The epic story “Hanoi – Dien Bien Phu in the air” in December 1972 represents a symbol of revolutionary heroism and Vietnam’s will and intelligence in the war of resistance against American imperialists. Under the Party and State’s leadership and close coordination with ministries and branches at central and local levels, the Healthcare Sector brought into play its strength to overcome difficulties, together with people and military forces in the North made a vital contribution to defeating U.S. air raid, and left many lessons in the provision of healthcare in national building and defence today.

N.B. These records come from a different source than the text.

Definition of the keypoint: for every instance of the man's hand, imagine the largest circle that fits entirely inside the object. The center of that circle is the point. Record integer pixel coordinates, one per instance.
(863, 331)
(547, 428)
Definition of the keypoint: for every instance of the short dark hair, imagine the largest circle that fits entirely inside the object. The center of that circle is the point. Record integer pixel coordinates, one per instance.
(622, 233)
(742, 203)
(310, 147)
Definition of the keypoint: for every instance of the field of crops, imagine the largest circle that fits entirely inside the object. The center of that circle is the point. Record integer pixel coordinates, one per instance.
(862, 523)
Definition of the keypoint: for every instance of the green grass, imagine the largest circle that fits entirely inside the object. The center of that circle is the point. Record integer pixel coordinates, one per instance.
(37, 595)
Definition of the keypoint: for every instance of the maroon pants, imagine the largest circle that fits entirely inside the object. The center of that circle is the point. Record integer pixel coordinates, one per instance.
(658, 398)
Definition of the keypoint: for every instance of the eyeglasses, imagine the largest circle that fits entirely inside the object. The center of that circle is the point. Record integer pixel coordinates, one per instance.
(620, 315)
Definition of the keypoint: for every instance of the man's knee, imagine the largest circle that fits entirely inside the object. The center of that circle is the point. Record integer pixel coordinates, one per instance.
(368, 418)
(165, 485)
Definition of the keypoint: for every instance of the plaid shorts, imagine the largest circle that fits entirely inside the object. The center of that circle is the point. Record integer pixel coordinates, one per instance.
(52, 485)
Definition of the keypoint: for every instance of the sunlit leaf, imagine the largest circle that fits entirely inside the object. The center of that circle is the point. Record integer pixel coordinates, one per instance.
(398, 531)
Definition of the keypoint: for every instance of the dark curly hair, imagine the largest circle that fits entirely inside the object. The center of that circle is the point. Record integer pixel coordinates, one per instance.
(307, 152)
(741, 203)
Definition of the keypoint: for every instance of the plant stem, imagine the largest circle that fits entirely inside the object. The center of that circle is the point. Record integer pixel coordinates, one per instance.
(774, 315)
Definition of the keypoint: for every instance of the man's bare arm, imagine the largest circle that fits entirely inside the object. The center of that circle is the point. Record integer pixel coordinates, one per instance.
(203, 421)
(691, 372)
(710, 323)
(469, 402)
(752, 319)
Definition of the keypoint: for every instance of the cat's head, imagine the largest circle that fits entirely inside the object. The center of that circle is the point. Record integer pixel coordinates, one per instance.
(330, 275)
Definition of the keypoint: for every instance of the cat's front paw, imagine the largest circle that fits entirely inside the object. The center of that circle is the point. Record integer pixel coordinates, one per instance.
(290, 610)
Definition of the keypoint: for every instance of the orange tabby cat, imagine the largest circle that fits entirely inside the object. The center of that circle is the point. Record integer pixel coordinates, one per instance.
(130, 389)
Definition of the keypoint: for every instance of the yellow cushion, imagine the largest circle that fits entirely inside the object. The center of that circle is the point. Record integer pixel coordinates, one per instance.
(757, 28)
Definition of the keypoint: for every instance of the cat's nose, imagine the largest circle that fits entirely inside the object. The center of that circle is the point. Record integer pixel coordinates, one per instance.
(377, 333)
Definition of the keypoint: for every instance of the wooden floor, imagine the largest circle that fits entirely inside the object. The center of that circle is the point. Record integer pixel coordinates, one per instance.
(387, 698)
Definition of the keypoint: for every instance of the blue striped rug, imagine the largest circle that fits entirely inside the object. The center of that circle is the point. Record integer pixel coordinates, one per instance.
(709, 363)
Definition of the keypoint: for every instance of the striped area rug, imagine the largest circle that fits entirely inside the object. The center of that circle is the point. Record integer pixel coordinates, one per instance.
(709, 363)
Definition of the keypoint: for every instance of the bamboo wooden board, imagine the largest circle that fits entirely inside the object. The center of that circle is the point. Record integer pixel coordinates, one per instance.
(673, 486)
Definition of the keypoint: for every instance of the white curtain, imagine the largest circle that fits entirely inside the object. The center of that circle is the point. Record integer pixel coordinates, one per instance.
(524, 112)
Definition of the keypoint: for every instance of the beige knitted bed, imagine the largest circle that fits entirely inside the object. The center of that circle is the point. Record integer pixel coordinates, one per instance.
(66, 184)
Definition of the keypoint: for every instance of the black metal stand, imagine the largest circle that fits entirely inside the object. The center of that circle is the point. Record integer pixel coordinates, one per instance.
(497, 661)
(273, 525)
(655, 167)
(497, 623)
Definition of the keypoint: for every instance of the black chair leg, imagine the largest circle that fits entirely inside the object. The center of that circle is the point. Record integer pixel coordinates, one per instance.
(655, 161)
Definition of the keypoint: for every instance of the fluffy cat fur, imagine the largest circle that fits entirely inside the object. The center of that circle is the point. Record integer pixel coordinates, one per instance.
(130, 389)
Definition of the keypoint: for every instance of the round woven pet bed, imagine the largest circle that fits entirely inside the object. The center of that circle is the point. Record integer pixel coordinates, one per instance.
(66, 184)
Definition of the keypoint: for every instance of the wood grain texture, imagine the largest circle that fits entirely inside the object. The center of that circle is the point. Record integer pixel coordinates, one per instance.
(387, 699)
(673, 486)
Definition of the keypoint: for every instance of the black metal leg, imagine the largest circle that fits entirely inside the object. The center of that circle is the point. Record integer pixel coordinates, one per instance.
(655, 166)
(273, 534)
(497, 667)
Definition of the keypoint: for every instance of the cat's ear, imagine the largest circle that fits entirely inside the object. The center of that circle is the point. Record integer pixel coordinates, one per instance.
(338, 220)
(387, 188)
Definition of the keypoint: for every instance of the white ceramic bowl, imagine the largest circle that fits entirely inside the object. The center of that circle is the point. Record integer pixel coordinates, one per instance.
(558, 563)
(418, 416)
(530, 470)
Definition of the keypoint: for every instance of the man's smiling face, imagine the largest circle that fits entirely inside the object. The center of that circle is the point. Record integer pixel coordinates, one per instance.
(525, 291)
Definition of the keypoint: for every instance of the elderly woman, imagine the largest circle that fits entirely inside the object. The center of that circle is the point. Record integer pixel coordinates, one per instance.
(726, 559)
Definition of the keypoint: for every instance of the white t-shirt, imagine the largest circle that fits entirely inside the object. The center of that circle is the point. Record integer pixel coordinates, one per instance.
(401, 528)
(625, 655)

Realising Resolution of the 3rd National Party Congress to enable “… the north to advance rapidly, robustly and firmly to socialism while launching the people’s national democratic revolution to completely liberate the South,” the Healthcare Sector actively and proactively improved in every aspect and recorded vigorous developments. Its key task was to provide healthcare for the cause of building socialism in the north and the huge front line in the south. In the north, together with the foundation and development of the network of commune medical stations, the strengthening of disease prevention and control, and environmental sanitation, the system of central medical units was set up and developed. However, there remained a great deal of difficulty, particularly in facilities, staff, treatment equipment and technologies, and giving first aid to wounded soldiers, sick soldiers and victims in wartime as well as in medical catastrophes.

Bach Mai Hospital was heavily bombed on December 22nd, 1972 (file photo)

Since 1965, the American imperialists escalated their bombardment in the north with the aim of destroying Hanoi Capital, Hai Phong City, economic and defence capabilities, conducting interdiction of assistance for the south, and imposing pressure on us at Paris conference. In Hanoi alone, the enemy conducted 1,448 aircraft sorties to launch attacks of widespread destruction on our economic and defence capabilities, our people’s self-defence and combat capabilities, and densely-populated areas with a view to undermining the will to fight of military and Hanoi’s people. Important medical facilities, including major hospitals, 2 medical stations for tuberculosis treatment, 5 ward and district level drugstores, 3 subarea medical stations, 15 commune medical stations, 2 departments of public health and collective quarters, etc., were heavily destroyed. Their repeated, concentrated bombardment with various highly dangerous bombs and ammunition launched mostly at night-time and in cold weather made the settlement of the deadly aftermath of U.S. bomb campaign more difficult and complicated, requiring the Healthcare Sector to put a great deal of effort in evacuating and giving first aid to soldiers and people wounded by U.S. bombing.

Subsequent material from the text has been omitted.